But we all “listen” while simultaneously thinking. That thinking is the absence of neutrality. Even if you stand before Mahavira, you will not be able to listen to him—because you will be thinking. Mahavira called a shravak one who, while listening, does not think—he only listens. You may be a hearer (shrota), but you are not a shravak. To know truth one must become a shravak: neutral, without partisanship, simply listening. While listening there is neither acceptance nor rejection. Acceptance brings a side; rejection brings a side. There is no acceptance, no rejection—just listening, just understanding.

If you cultivate this much capacity on the plane of thought, you will be amazed: the whole world will be freed of sectarianism and filled with religion. If there is neutrality on the plane of thought, then disputes end and dialogue begins. That is the difference between dispute (vivad) and dialogue (samvad). If you are not neutral, thought brings dispute; if you are neutral, thought brings dialogue.
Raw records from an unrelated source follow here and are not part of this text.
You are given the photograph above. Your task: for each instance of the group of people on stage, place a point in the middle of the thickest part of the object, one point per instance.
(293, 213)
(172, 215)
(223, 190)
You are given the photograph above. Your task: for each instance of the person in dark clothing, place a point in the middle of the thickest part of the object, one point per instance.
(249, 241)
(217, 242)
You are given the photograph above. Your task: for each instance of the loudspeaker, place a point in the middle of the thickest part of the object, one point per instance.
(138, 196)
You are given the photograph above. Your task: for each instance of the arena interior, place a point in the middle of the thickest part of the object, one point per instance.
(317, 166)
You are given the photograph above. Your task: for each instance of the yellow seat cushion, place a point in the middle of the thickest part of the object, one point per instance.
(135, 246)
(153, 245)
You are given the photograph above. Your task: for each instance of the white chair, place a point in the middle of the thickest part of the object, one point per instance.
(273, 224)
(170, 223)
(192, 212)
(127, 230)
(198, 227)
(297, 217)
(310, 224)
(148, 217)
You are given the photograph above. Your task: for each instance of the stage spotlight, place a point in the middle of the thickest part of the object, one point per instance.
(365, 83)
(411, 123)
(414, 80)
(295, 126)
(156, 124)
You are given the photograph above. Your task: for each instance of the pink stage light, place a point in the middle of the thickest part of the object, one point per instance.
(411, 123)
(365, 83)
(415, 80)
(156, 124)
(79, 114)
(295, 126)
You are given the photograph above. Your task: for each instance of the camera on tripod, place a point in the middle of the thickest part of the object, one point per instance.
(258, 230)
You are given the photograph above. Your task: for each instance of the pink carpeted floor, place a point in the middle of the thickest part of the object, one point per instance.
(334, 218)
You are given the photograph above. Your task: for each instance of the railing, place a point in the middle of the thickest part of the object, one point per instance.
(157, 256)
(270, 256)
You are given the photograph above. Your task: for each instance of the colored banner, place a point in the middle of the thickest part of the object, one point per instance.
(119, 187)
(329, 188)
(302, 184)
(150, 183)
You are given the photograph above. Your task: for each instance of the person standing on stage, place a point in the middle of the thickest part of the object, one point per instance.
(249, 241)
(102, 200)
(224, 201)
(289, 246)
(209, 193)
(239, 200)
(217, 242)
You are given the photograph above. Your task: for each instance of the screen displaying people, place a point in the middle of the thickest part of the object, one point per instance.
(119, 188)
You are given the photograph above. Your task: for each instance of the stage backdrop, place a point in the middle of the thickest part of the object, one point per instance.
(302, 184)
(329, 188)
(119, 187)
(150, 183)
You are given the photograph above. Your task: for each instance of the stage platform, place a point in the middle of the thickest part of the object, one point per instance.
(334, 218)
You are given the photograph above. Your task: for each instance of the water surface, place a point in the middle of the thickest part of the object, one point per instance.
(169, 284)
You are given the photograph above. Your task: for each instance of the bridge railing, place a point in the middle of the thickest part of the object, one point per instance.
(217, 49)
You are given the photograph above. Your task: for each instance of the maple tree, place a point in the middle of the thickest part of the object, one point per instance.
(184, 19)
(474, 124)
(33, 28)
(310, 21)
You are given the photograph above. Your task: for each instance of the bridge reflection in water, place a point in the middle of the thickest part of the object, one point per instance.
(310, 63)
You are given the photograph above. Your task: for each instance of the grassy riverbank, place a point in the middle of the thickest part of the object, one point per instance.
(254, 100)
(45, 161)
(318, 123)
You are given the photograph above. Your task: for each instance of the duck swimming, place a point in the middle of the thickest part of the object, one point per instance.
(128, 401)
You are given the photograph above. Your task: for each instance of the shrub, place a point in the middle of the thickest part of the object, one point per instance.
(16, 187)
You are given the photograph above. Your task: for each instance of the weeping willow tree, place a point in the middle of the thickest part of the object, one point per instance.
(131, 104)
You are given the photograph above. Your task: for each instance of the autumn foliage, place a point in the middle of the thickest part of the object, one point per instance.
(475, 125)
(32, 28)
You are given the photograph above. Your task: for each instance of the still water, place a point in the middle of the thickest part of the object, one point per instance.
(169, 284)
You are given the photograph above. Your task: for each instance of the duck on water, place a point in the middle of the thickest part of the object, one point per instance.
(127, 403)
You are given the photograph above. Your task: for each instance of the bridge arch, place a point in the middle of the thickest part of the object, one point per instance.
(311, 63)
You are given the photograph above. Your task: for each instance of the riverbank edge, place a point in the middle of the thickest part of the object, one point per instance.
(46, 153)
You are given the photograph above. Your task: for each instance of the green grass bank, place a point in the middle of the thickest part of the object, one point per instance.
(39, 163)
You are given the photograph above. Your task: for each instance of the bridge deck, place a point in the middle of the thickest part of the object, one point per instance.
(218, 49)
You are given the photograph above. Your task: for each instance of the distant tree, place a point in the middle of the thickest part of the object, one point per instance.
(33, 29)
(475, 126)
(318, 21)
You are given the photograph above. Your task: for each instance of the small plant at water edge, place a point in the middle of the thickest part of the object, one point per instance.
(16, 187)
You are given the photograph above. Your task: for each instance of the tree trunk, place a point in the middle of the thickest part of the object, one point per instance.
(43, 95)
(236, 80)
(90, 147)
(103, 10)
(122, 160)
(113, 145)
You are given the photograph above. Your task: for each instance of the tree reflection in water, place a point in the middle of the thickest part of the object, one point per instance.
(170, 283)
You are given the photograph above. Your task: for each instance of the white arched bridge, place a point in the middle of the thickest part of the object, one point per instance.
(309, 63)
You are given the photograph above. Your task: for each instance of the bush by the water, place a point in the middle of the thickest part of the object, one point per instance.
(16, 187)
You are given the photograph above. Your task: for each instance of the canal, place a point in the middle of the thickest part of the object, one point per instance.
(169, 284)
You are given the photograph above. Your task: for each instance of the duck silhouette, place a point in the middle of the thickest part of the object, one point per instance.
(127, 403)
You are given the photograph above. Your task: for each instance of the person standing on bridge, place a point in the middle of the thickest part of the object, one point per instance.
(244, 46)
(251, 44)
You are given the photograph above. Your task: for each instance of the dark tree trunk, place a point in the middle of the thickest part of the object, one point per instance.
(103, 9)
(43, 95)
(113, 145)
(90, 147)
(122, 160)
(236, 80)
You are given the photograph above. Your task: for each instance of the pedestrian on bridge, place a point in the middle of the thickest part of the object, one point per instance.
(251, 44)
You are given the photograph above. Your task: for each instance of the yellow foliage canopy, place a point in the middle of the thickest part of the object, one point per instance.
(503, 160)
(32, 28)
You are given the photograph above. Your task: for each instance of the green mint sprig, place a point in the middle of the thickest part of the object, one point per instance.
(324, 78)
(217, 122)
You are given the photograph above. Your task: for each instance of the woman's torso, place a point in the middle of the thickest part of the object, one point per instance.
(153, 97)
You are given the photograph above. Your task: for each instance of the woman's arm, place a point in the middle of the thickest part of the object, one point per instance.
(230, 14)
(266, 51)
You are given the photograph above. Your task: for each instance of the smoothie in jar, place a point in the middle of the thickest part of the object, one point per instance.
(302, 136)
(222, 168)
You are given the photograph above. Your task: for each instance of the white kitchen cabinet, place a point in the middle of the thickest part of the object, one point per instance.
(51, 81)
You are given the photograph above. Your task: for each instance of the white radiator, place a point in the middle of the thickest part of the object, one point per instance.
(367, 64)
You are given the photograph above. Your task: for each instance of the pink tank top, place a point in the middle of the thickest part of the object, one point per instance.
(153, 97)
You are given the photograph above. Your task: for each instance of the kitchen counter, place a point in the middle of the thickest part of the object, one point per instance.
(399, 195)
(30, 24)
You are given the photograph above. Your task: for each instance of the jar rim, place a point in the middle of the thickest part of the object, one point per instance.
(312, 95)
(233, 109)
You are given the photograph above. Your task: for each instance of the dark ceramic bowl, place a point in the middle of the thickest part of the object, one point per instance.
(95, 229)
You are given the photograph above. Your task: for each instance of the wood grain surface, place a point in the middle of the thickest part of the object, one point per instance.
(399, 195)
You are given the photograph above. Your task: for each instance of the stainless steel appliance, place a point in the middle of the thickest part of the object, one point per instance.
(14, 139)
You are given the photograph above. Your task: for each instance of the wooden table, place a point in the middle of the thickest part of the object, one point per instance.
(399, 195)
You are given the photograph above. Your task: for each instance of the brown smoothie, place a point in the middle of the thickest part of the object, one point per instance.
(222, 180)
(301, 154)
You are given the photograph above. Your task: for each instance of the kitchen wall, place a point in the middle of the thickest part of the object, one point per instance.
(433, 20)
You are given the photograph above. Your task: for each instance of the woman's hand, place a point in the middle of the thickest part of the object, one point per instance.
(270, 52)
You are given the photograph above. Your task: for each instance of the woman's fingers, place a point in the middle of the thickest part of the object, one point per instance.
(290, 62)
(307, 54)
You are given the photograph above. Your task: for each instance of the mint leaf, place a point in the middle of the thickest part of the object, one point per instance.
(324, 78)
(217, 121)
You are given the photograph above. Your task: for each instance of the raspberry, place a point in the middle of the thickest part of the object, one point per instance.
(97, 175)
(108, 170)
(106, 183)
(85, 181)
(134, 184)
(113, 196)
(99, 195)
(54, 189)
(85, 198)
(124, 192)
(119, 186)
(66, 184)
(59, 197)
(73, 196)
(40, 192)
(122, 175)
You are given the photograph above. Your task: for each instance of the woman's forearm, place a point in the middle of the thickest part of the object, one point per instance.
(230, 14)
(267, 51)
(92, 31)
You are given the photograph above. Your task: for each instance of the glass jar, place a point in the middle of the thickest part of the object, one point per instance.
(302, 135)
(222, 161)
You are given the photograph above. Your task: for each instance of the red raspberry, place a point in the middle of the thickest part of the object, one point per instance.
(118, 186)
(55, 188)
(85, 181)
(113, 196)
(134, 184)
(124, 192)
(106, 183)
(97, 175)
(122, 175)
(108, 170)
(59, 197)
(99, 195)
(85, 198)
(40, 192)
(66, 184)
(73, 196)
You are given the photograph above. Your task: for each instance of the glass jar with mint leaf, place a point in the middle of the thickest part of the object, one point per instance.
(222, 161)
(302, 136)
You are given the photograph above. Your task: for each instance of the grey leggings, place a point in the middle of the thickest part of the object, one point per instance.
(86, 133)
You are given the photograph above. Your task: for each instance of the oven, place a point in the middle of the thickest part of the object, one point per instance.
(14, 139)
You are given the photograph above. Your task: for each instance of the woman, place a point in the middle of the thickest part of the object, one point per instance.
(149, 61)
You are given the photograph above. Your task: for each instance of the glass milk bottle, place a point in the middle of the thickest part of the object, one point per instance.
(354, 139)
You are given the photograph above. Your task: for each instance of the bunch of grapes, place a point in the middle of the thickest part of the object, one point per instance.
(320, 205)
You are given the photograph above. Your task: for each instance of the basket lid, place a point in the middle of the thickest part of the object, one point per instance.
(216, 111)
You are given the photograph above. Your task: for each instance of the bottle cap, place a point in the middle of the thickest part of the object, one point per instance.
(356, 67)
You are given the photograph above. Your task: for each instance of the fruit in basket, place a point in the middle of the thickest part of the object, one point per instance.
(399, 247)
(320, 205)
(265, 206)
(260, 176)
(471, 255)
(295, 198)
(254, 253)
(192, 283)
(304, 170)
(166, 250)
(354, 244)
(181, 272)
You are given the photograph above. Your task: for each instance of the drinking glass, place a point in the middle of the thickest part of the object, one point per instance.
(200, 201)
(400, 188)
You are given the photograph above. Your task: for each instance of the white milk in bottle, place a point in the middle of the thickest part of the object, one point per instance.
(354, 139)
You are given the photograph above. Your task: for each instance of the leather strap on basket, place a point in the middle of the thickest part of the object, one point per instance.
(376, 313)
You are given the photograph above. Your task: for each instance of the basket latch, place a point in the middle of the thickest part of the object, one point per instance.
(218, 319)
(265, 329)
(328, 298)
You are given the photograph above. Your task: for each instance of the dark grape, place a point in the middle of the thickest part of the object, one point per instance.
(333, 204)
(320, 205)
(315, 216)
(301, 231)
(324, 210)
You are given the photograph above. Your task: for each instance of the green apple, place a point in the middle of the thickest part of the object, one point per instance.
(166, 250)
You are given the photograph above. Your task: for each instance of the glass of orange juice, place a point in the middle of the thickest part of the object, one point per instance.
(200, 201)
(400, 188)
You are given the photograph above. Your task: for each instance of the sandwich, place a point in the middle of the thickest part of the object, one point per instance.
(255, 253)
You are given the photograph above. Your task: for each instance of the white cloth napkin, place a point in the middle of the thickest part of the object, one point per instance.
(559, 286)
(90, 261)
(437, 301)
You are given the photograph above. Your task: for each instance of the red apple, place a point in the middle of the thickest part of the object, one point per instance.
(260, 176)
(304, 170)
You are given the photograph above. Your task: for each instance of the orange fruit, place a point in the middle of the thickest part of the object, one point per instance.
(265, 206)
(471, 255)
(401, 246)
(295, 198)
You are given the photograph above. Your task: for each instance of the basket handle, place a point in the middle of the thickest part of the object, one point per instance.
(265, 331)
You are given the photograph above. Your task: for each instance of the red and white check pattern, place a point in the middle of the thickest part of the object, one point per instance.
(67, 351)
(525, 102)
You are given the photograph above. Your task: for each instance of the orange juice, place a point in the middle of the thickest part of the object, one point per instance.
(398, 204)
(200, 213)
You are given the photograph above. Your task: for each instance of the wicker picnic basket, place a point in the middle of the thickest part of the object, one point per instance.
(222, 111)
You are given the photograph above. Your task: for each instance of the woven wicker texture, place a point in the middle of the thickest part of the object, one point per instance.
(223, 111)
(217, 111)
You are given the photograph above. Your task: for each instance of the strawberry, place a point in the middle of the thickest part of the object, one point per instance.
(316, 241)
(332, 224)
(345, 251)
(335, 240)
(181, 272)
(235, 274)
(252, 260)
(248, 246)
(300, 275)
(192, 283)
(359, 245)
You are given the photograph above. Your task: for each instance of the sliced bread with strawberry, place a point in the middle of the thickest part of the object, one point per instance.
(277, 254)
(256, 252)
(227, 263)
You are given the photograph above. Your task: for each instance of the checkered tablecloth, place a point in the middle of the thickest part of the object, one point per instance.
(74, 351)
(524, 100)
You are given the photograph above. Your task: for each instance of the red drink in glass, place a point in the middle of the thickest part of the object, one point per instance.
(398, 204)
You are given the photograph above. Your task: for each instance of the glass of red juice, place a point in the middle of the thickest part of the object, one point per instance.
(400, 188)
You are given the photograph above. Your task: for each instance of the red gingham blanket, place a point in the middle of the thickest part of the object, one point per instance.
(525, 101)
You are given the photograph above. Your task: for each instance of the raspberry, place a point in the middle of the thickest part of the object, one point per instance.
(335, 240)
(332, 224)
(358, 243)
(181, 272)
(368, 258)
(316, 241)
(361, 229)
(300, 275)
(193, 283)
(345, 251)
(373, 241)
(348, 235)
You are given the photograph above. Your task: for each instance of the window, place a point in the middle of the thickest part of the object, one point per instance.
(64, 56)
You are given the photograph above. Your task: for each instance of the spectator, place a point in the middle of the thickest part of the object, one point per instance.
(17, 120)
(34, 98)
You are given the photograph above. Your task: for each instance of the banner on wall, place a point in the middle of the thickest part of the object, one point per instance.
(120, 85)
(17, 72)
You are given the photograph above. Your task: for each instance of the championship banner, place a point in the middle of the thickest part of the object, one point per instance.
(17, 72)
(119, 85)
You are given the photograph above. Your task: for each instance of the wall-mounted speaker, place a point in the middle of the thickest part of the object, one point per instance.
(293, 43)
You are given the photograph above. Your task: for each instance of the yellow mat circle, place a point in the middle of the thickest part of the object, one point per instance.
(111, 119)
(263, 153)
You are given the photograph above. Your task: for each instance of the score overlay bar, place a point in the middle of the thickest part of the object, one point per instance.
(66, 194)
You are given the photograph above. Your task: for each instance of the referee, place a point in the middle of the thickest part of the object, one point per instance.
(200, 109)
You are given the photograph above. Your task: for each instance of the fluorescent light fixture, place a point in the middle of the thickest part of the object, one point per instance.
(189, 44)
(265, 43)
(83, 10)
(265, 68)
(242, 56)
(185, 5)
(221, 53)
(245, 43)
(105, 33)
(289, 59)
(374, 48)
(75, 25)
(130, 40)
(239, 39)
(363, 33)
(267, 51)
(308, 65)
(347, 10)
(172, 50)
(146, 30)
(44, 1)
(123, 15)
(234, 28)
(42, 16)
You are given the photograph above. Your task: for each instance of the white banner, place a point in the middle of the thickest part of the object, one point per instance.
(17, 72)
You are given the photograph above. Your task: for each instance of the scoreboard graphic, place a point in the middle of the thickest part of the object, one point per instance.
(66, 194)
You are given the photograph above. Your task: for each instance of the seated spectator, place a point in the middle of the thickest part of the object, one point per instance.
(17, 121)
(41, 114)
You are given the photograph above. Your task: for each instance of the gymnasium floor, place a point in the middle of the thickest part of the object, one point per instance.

This morning I narrated an incident. Jung, the psychologist, was studying some madmen. Two such patients—well-educated, college teachers—were lodged in his home for observation. One morning he saw them seated in their room, deeply engaged in discussion. Jung listened from the window. He was astonished: they were speaking of things that had no relation to each other! One spoke of something, the other of something entirely different—no connection at all. That much was understandable—they were mad. But he noticed another strange thing: when one spoke, the other kept quiet. He listened silently; when the first stopped, then the second began—but still with no connection to what had been said.

Jung said, “They are mad; their talk is nonsense—that is understandable. But this keeping quiet shows great cleverness!” He went in and asked, “Why, when one speaks, does the other keep quiet?” They replied, “We know the rule of conversation: when one speaks, the other keeps silent; when he is done, the second begins. We know that perfectly.”

Do you think what you do is different? When someone speaks, you sit quiet merely because of the rule of conversation—“It is not proper to speak over another.” But you are not truly silent; you are preparing what you will say as soon as he finishes. While he is speaking, you are getting ready to speak—not listening. You are not completely mad; therefore, when he ends you will not speak pure nonsense—you will catch some word or phrase from his last lines as a hook, as a pretext, so that a connection appears. But in truth there is no connection; there cannot be.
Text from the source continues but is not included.